This summer I am interning at the CUNY School of Public Health Urban Food Policy Institute. The Institute, located in upper Manhattan, works to ensure food equity throughout Manhattan’s and other borough’s most disadvantaged districts. Many of these districts we work with, for example Harlem and the Bronx, do not have access to healthy and fresh foods that can literally save their lives. Through the work done at the Institute, individuals all over New York City are gaining access to healthy and sustainable food instead of the fast and cheap food the predominates in this neighborhood.
One source of inequality comes from health. Certain demographics have access to healthy and whole foods while others rely on fast foods and processed foods to complete their diet. This stems from price, proximity to fresh food and time it takes to make healthy meals. The Urban Food Policy Institute aims to eradicate these food desserts and make healthy options not only preferable but easy. This ultimately leads to a decrease in the prevailing diseases plaguing these communities such as diabetes and heart disease. Creating equality in diet ultimately improves the health of everyone and saves lives and money.
My role as intern at this organization encompasses many projects. As the only undergraduate intern, I am among many public health graduate students. My first week, I used excel to analyze hundreds of surveys assessing the efficacy and results of urban farms in housing developments in upper Manhattan. After analyzing the data, I made graphs and charts to be used in a journal publication on this project. This data and the graphs I made are going to be used in an article for a public health journal. It is nice to see work of mine get sued in a meaningful way. In the weeks since then, I have assisted in research projects on the needs of food retailers in the Harlem area of Manhattan and how a training program by the Institute can best train teenagers to work in the health food industry. I am also working on a database outlining food policies throughout New York City in order to streamline the process of enacting change in the food industry.

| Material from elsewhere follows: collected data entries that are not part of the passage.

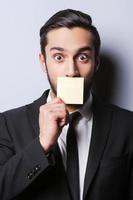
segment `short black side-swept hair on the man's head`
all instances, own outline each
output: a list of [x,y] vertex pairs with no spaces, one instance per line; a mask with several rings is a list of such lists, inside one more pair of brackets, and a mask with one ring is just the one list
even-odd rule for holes
[[81,27],[92,33],[94,36],[95,56],[100,50],[100,36],[95,26],[92,25],[91,17],[78,10],[66,9],[55,13],[40,29],[41,52],[45,55],[45,46],[47,45],[47,33],[58,28]]

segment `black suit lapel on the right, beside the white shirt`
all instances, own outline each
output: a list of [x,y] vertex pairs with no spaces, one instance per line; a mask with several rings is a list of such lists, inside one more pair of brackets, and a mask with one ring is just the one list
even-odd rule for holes
[[103,106],[102,104],[96,103],[94,100],[93,128],[85,175],[83,199],[85,199],[87,195],[89,186],[92,183],[104,153],[111,125],[111,116],[111,109],[106,108],[106,106]]

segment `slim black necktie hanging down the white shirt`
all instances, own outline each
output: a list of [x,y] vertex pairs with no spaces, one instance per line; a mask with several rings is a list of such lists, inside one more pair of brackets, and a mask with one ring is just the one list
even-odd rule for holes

The work I am doing this summer is helping to bring healthy and wholesome foods to areas that do not have access to the nutrition they need. Many communities only have unhealthy and packaged foods that harm their longevity. America spends more money on healthcare than other countries but it sees poorer results. This is because we do not feed our communities in a sustainable way. Additionally, by use processed foods, we harm the environment through shipping and processing energy expenditures. Often all that someone needs to begin eating a balanced diet is help knowing what that means. At the institute we engage citizens in a dialogue to ensure that their health does not decline as a result of their unhealthy habits. Ultimately, this relieves neighborhoods of epidemics of non-communicable diet-related diseases that cost money to treat and end lives too early.